Kommentar Bundeswehr im Auslandseinsatz: Krisen und Kriege

Wieder eine Inspektion. In einem instabilen Staat. Bundesverteidigungsministerin Ursula von der Leyen hat sich gerade im westafrikanischen Mali ein Bild von der Lage gemacht, wo deutsche Soldaten als Teil eines EU-geführten Auslandseinsatzes Soldaten der malischen Armee ausbilden.

Seit dieser Woche führt Deutschland nun auch die EU-Trainingsmission im Süden des Landes. Deutsche Soldaten in Afrika - das ist seit dem Einsatz im Kongo (2006) und der immer noch laufenden Anti-Piraten-Operation am Horn von Afrika vor der Küste Somalias nicht mehr neu. Afrika liege zwar in der Hand der Afrikaner, aber der europäische Nachbarkontinent brauche Hilfe zur Selbsthilfe, hat von der Leyen immer wieder betont. Also trainieren Bundeswehr und andere europäische Streitkräfte die mangelausgerüstete malische Armee darin, wie Minen geräumt, Pontonbrücken über den Niger gezogen oder Straßensperren errichtet werden.

Als im März 2012 radikale Islamisten den Norden Malis besetzt hatten und das gesamte Land in Chaos zu versinken drohte, entschloss sich Frankreich mit Spezialkräften und der Fremdenlegion neun Monate später zum Eingreifen. Afrika ist für die einstige Kolonialmacht Frankreich zu wichtig, als Staat um Staat an Gotteskrieger zu verlieren. Und Europa erklärte umgehend seinen Beistand. Auch Deutschland hat jedes Interesse, dass der afrikanische Kontinent möglichst keine Instabilität und Terrorgefahr exportiert - von den Flüchtlingsströmen, die solche Krisen provozieren, ganz zu schweigen. Von der Leyen hatte 2014 bei ihrem Auftritt bei der Münchner Sicherheitskonferenz ja schon gesagt: "Abwarten ist keine Option. Wenn wir über die Mittel und Fähigkeiten verfügen, dann haben wir auch eine Verantwortung, uns zu engagieren." Krisen und Kriege fordern Deutschland.

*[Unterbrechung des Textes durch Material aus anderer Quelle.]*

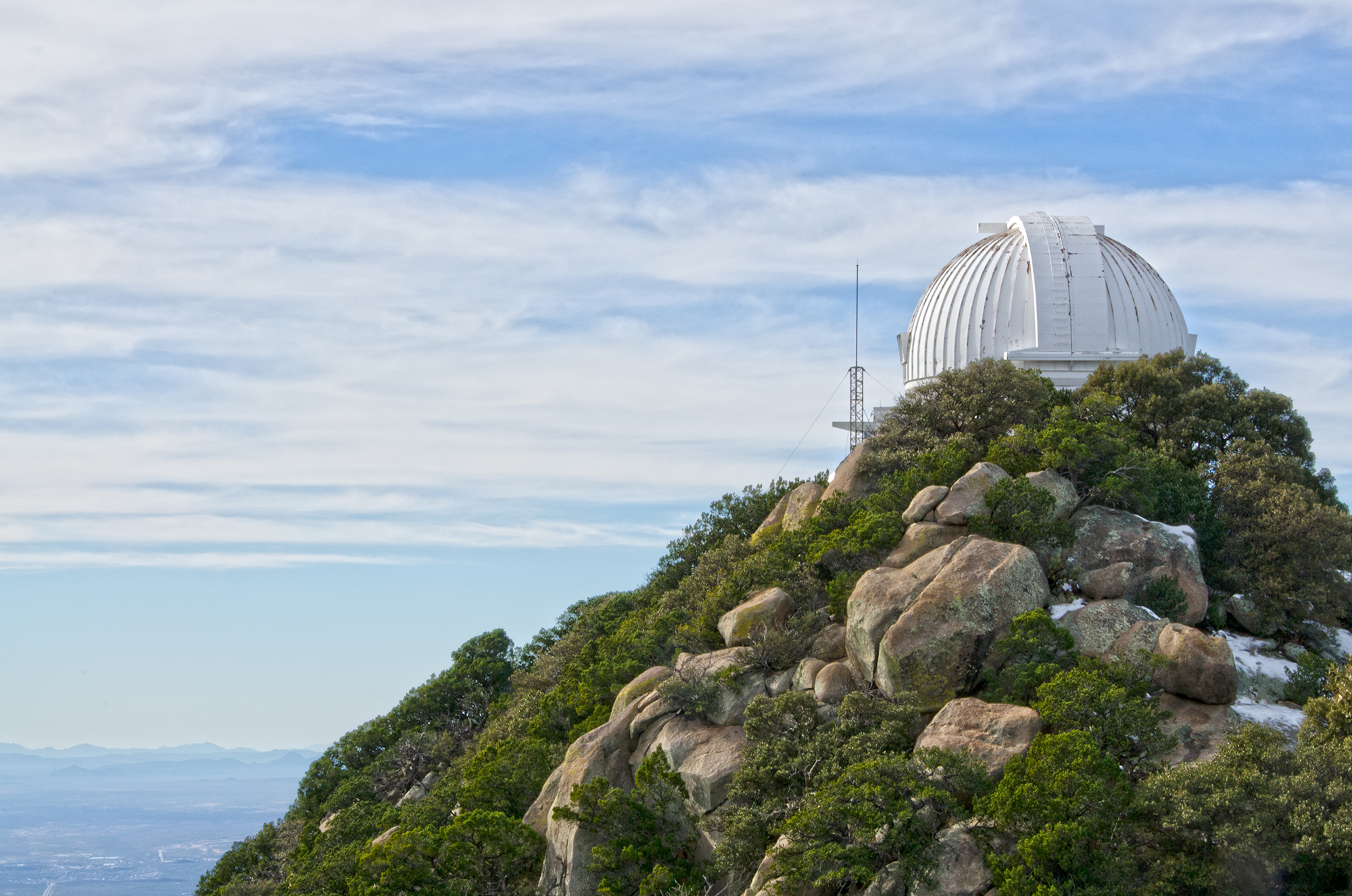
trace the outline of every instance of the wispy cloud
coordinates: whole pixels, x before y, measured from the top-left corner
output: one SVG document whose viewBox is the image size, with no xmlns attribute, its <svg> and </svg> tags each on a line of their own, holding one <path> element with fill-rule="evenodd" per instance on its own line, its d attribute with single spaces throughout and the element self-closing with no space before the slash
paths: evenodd
<svg viewBox="0 0 1352 896">
<path fill-rule="evenodd" d="M 1295 395 L 1348 471 L 1352 363 L 1317 321 L 1352 314 L 1349 199 L 748 168 L 54 189 L 0 215 L 0 540 L 24 545 L 0 560 L 660 544 L 667 521 L 594 520 L 773 475 L 846 363 L 856 256 L 888 382 L 892 334 L 975 222 L 1034 207 L 1153 261 L 1202 348 Z M 790 472 L 838 441 L 819 426 Z"/>
<path fill-rule="evenodd" d="M 279 116 L 365 131 L 1121 96 L 1261 79 L 1293 42 L 1344 46 L 1349 20 L 1317 0 L 11 5 L 0 173 L 210 166 Z"/>
</svg>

Das bleibt ein Wort, gerade aus dem Munde der Verteidigungsministerin eines Landes, das sehr lange sehr gut mit der Kultur der militärischen Zurückhaltung gelebt hat. Doch die Zeiten ändern sich. Das souveräne Deutschland kann sich nicht mehr wegducken, erst recht, wenn eines Tages doch noch ein ständiger deutscher Sitz im UN-Sicherheitsrat abgestrebt werden soll.

So ist die Liste der Auslandseinsätze der Bundeswehr über die Jahre gewachsen. Aktuell sind rund 2700 deutsche Soldatinnen und Soldaten beinahe rund um den Erdball eingesetzt: Afghanistan, Usbekistan, Kosovo, Türkei, Südsudan, Sudan, Mali, vor der libanesischen Küste, am Horn von Afrika, in Nordirak und in Liberia. Und das wird natürlich nicht das Ende sein. Die chronisch unterfinanzierten Vereinten Nationen setzen gern auf deutsche Beiträge. In der Nato ist jedes Mitglied ohnehin gefordert. Und in der EU kann sich gerade Deutschland nicht wegstehlen. Doch Engagement weckt auch Nachfrage. Die nächste Mission kommt garantiert.